The Kerala Rail Development Corporation (KRDCL) is confident that the ₹66,405-crore Thiruvananthapuram-Kasaragod semi-high-speed rail corridor project (named Silver Line) for which year 2024 has been set as the deadline, will be economically feasible and attain operational break-even, within 10 years of being commissioned.

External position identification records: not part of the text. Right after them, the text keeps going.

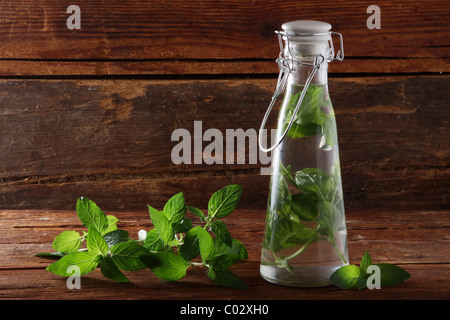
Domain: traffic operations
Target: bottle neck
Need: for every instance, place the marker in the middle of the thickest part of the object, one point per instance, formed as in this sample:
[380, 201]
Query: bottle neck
[304, 54]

Of the total cost of the 532-km project, around 50% will be loan at less than 1% interest from multilateral lending agencies such as KfW, AIIB (Asian Infrastructure Investment Bank), JICA (Japan International Cooperation Agency), or ADB (Asian Development Bank). Repayment is assured since there will be a rate of return of 8.1% on the investment. The balance amount will be raised from equity and (subordinate) debt from from the State and Central governments, apart from other sources, said V. Ajith Kumar, managing director of KRDCL.
Wooing car users
On whether the ticket fare of ₹2.75 per km will be increased, he said there could be a yearly escalation of approximately 7.50%. “This is affordable even for people who travel by car or SUV, for which approximately ₹10 will have to be spent per km on fuel, wear and tear etc. This will be apart from lessening of north-south commuting time from 12 hours by different modes of transport to four hours by Silver Line. Driver fatigue too can be done away with.”
To a question on doubts about the economic feasibility of the Mumbai-Ahmedabad high-speed corridor, he said its project cost and ticket fare for a comparable distance would be double that of Silver Line. The Kerala project will also usher in transit-oriented development (TOD) in the vicinity of 10 major stations and 27 feeder/aggregate stations en route. The TOD will, in turn, maximise non-fare-box revenue. Special trains will operate between the feeder stations, to collect commuters and ferry them to Silver Line stations. These feeder trains will have more space for commuters than regular trains, Mr. Ajith Kumar said.